L’appartenenza al Tipo linguistico Italiano, e più specificamente toscano, è garantita da:

la conservazione sistematica delle vocali di uscita latine, adattate beninteso al vocalismo tonico ed atono volgare

romanzo, in aggiunta agli annullamenti delle opposizioni di quantità;

la conservazione delle geminate;

i plurali senza -s, nonostante il mantenimento di molti neutri latini in a;

le preposizioni di e in;

il prefisso dis, e l’evoluzione dei suffissi latini ARIUM>aio ed ERIUM>eio.

Innumerevoli i tecnicismi, anche altamente specializzati, di ambito nautico.

Dalla penisola iberica:

-Notìcia de kesos (980 d. C.) → uno dei più antichi testi realizzati ricorrendo al Castigliano, Varietà Volgare Ibero-

Romanza alternativa al Basco e al Catalano / lista di formaggi consumati nel convento di San Justo y Pastor, Leon /

Come il Conto Pisano, scrittura occasionale di carattere pratico, che attesta un uso ormai corrente del volgare per

regitrazioni a scopo utilitario, collocandosi in una fase di riorganizzazione del sistema ortografico latino e di definizione

di nuove convenzioni scrittorie.

Molte le irregolarità grafiche determinate dalla mancanza di registrazione nello scritto di fenomeni certamente da tempo

prodottisi nell’ambito dell’oralità, irregolarità spiegate dunque da fenomeni fisiologici di inerzia di sistema/antecedenza

dell’oralità rispetto alla scrittura, e connesse alla naturale resistenza dello scritto alla codificazione di aspetti innovativi

per i quali non si disponeva di segni grafici accertati.

Tra queste:

la grafia variabile del nesso labiovelare sordo /kw/, che oscilla tra la labiovelare sorda secondaria, evidente in que, e la

velare sorda semplice k, a cui il nesso era stato ridotto davanti a consonanti diverse da a, prima della maturazione della

labiovelare secondaria;

la mancanza del dittongamento spontaneo;

la mancanza del fenomeno di sonorizzazione consonantica in posizione intervocalica;

la presenza di consonante+/j/, come /nj/ e /lj/, non ancora evolutesi in -gn- e -gl-.

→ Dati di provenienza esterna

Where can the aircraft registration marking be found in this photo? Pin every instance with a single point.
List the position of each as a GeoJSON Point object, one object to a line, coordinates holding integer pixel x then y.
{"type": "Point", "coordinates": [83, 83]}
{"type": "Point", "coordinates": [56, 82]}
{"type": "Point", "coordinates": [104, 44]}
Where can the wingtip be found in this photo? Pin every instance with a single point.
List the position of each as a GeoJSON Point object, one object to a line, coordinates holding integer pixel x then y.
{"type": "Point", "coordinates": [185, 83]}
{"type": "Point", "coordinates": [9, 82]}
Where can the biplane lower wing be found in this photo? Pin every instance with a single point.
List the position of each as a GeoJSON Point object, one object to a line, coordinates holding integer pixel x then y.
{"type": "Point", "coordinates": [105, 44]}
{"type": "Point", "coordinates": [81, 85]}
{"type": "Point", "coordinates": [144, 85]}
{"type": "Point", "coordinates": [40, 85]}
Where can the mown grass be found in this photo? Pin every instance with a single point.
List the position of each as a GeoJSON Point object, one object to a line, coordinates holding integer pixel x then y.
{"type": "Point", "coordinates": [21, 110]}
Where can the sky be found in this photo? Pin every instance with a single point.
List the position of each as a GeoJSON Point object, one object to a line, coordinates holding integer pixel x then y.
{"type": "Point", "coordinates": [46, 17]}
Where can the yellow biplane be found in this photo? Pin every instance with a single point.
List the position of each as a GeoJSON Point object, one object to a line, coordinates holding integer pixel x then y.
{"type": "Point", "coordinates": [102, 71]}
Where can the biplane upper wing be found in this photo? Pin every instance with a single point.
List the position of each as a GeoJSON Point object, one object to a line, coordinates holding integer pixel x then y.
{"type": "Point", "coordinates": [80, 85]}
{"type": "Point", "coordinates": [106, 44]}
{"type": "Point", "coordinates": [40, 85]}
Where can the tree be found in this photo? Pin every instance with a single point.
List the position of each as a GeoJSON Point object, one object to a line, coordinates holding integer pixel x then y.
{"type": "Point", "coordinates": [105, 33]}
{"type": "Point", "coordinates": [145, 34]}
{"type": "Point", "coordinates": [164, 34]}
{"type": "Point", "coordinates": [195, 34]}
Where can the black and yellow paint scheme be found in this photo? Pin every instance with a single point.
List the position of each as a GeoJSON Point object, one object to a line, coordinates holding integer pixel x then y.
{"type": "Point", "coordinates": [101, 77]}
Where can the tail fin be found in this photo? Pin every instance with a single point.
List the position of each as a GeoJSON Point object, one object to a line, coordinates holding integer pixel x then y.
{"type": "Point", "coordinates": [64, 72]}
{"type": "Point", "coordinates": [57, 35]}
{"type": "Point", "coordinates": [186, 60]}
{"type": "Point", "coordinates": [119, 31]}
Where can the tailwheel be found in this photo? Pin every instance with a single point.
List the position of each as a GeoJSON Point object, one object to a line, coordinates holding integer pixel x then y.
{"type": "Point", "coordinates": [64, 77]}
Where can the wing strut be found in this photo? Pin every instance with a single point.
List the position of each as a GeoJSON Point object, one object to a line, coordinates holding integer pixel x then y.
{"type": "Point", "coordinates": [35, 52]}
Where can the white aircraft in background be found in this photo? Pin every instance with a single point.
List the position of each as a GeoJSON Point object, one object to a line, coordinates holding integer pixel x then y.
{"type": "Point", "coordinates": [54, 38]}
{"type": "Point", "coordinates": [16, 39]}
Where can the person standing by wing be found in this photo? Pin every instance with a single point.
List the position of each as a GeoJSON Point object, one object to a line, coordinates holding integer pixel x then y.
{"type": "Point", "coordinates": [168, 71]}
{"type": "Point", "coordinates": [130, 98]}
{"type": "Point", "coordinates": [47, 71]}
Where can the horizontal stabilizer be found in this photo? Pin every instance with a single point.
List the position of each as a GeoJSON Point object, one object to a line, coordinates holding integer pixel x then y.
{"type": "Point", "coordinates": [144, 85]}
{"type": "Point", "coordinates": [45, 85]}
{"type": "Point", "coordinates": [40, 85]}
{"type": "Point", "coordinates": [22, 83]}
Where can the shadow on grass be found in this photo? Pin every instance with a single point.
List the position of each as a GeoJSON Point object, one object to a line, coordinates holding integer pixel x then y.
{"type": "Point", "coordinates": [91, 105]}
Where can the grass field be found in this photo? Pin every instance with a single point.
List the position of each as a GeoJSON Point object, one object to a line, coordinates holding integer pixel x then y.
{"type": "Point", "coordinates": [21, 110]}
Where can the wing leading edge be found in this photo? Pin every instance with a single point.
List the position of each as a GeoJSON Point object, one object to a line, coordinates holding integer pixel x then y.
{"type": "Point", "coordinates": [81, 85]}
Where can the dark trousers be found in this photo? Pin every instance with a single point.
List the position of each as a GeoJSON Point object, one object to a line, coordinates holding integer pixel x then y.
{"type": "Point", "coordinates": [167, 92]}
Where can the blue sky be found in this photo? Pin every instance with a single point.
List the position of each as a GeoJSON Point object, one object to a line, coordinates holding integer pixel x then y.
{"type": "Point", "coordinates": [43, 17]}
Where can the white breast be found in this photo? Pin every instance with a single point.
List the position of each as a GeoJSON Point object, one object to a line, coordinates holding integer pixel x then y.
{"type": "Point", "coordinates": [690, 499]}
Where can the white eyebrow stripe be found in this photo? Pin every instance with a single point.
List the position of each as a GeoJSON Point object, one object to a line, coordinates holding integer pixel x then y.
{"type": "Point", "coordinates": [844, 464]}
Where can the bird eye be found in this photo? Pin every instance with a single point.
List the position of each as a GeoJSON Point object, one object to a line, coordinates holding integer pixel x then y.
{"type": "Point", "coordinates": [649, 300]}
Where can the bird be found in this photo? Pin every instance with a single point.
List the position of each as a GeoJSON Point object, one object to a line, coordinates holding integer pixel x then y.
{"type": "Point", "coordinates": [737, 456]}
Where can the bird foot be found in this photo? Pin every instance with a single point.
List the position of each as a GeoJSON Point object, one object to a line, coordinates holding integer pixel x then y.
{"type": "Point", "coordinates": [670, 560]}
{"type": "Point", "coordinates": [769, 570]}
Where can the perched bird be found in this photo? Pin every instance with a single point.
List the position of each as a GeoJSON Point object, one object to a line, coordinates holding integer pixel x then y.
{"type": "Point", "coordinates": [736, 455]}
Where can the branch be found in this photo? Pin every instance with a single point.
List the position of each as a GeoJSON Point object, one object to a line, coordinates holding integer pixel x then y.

Come già anticipato, particolare attenzione meritano:

- Giuramenti di Strasburgo (842 d. C.) → il più antico testo in lingua Gallo-Romanza, o meglio, nella varietà

settentrionale Oitanica (lingua d’oil) /

atto ufficiale di nascita delle lingue romanze come strumento espressivo evoluto /

duplice formula di giuramento in Volgare, Romanzo e Germanico, contenuta nella Storia dei figli di Ludovico il Pio

(Historia filiorum Ludovicii Pii, a sua volta figlio di Carlo Magno) scritta da Nithard, abate laico della grande abbazia di

St. Riquer, letterato e nipote di Carlo Magno, ma giunta sino a noi grazie ad un’unica copia manoscritta dell’originale

autografo (presumibilmente compilata tra X-XI sec.).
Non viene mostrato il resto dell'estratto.